My problem seems similar to the Interval Scheduling problem (processing as many jobs as possible), which I understand but can't seem to apply properly in this case. I've tried to simplify the problem as much as I can:
There are n jobs, each of which must be processed first on computer A and then on computer B. Each job has two specific processing times, one for each computer. Computer A can process one job at a time while computer B can process an unlimited number of jobs at the same time. Using a greedy algorithm, how can the jobs be ordered such that the total processing time of all the jobs is minimized and how can that algorithm be proven to be the optimal solution?
For example, say that there are 3 jobs with the following process times for each computer:
i = 1, A(1) = 05, B(1) = 20
i = 2, A(2) = 10, B(2) = 10
i = 3, A(3) = 20, B(3) = 05
All the jobs will be out of computer A after 35 seconds regardless of the order in which they are started, but that order will affect the overall finish time.
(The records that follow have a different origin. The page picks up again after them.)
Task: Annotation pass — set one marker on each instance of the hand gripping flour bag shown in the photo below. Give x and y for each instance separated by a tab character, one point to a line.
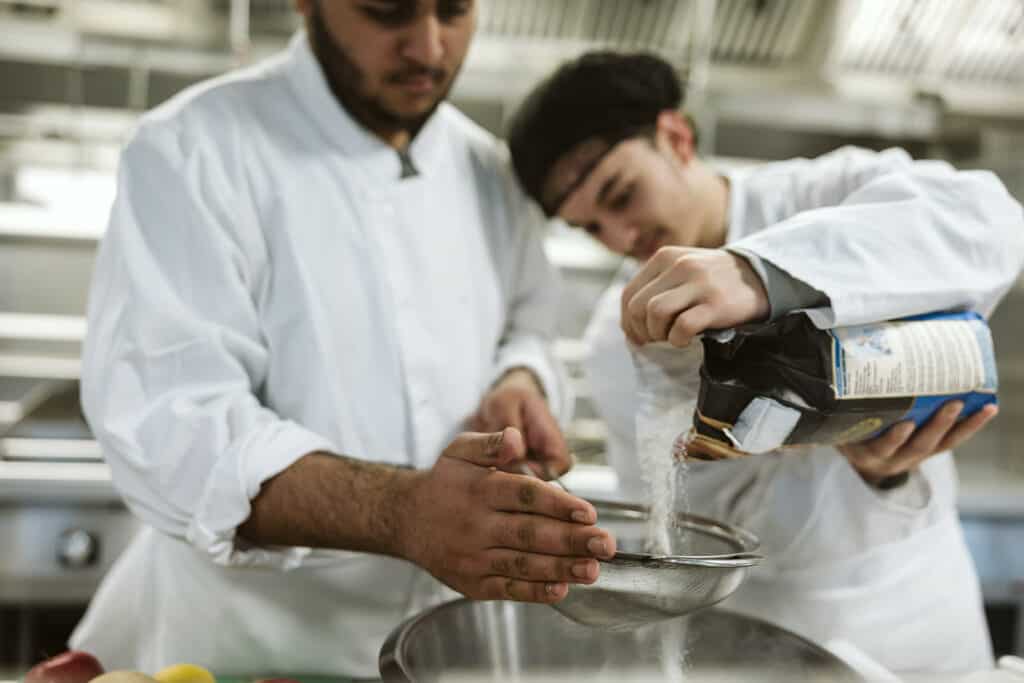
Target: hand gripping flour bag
786	383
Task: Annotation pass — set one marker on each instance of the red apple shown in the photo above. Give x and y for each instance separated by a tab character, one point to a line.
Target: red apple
70	667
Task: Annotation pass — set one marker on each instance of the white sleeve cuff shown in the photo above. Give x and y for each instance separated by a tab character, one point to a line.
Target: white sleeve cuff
225	502
536	354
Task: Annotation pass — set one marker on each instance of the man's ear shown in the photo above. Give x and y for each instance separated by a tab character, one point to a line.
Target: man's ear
674	131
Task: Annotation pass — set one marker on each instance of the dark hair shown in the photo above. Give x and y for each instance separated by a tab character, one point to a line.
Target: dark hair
604	95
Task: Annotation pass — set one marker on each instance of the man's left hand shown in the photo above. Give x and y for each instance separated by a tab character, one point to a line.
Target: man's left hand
901	447
517	400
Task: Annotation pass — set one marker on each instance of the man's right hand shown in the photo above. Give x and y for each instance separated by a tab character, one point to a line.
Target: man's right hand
495	536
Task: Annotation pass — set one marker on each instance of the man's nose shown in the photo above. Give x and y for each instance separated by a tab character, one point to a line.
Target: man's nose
424	43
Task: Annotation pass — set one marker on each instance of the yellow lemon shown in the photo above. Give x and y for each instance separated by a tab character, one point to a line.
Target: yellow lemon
184	673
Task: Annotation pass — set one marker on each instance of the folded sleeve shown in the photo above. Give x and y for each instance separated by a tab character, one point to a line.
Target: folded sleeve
174	359
532	305
884	237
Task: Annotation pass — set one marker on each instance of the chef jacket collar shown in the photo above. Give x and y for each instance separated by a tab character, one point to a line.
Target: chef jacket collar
737	206
340	128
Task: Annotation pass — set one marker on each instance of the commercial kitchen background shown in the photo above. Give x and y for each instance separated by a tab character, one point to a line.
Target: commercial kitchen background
769	79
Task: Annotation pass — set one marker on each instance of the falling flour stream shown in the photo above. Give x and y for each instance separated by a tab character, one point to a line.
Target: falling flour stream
668	380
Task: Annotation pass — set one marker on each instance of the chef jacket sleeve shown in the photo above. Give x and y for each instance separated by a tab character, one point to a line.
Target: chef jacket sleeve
884	237
532	296
174	358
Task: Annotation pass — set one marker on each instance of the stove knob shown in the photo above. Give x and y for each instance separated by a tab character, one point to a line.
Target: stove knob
78	549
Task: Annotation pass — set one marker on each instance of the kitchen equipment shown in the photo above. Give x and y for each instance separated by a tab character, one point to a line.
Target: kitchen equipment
709	562
508	641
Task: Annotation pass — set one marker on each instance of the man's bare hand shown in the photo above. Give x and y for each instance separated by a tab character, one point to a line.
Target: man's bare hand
516	400
683	291
901	447
496	536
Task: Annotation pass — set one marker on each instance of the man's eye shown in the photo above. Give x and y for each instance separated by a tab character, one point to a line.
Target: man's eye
391	14
449	10
622	201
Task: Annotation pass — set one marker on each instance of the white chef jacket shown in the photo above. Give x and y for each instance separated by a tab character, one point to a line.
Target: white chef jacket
883	238
269	287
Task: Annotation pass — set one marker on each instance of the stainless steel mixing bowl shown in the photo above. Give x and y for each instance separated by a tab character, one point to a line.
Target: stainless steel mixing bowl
709	561
506	641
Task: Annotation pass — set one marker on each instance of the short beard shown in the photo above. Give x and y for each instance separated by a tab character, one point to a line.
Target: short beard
347	82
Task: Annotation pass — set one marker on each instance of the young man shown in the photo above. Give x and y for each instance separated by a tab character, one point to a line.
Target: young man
281	357
864	547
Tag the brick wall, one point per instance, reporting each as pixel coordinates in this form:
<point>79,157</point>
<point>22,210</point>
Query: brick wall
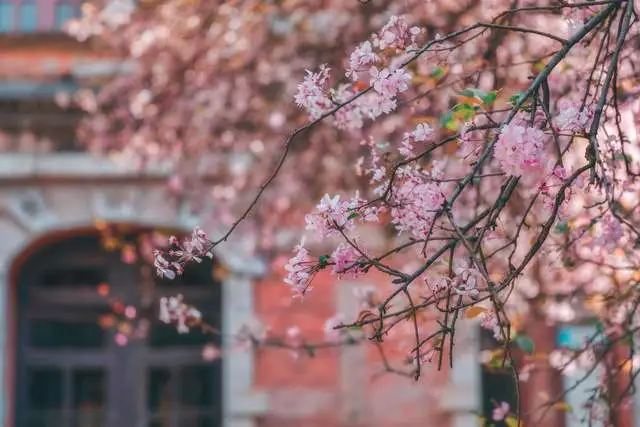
<point>337,387</point>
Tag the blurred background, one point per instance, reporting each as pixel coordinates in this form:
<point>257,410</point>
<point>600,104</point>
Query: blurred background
<point>81,342</point>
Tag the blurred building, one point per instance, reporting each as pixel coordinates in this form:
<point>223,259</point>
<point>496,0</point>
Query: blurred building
<point>62,368</point>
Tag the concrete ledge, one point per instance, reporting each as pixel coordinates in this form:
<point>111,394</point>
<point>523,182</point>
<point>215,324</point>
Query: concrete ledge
<point>458,399</point>
<point>249,405</point>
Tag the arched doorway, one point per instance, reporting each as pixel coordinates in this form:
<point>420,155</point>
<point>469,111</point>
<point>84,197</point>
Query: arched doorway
<point>70,372</point>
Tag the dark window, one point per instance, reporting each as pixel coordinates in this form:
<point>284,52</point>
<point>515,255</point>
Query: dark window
<point>498,384</point>
<point>28,16</point>
<point>7,16</point>
<point>72,373</point>
<point>64,12</point>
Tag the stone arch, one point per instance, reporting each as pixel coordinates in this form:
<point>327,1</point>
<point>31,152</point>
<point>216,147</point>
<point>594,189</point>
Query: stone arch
<point>240,403</point>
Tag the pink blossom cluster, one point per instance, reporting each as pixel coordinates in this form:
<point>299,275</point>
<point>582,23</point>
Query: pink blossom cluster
<point>415,202</point>
<point>520,149</point>
<point>171,263</point>
<point>387,80</point>
<point>422,133</point>
<point>333,216</point>
<point>174,310</point>
<point>572,117</point>
<point>301,268</point>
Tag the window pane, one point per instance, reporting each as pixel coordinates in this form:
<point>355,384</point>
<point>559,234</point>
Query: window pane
<point>89,391</point>
<point>197,386</point>
<point>7,16</point>
<point>64,12</point>
<point>160,391</point>
<point>46,419</point>
<point>58,334</point>
<point>28,16</point>
<point>45,389</point>
<point>201,420</point>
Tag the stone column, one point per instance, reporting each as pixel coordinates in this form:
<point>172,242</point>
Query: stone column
<point>462,396</point>
<point>241,404</point>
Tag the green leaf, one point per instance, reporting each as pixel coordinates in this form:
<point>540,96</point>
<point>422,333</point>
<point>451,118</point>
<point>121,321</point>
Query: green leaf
<point>562,227</point>
<point>323,259</point>
<point>515,98</point>
<point>525,343</point>
<point>471,93</point>
<point>491,97</point>
<point>448,122</point>
<point>437,72</point>
<point>464,111</point>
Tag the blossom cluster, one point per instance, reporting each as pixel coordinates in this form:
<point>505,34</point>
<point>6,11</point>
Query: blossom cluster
<point>385,76</point>
<point>173,310</point>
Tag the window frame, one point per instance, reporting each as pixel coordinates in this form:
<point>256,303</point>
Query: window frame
<point>126,368</point>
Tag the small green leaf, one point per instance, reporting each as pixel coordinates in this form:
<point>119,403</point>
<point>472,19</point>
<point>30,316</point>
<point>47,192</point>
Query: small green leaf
<point>437,72</point>
<point>490,97</point>
<point>448,122</point>
<point>464,111</point>
<point>562,227</point>
<point>525,343</point>
<point>515,98</point>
For example, running the jobs in the order given takes 40 seconds to finish, while running the jobs in the reverse order takes 55 seconds. So in this example, the optimal solution is to run the jobs in the given order.
I'm fairly certain that the "algorithm" is to simply sort the jobs by their B processing time from longest to shortest, but I'm having a hard time proving it. I'm getting caught up with my greedy algorithm taking the "longest" job first, which doesn't seem very greedy. And then to use an inductive proof I would need begin by showing that my algorithm works for just the first job, which I would think is not obvious until the end. Maybe I need to start the proof with the final job and work backwards? Any help would be greatly appreciated.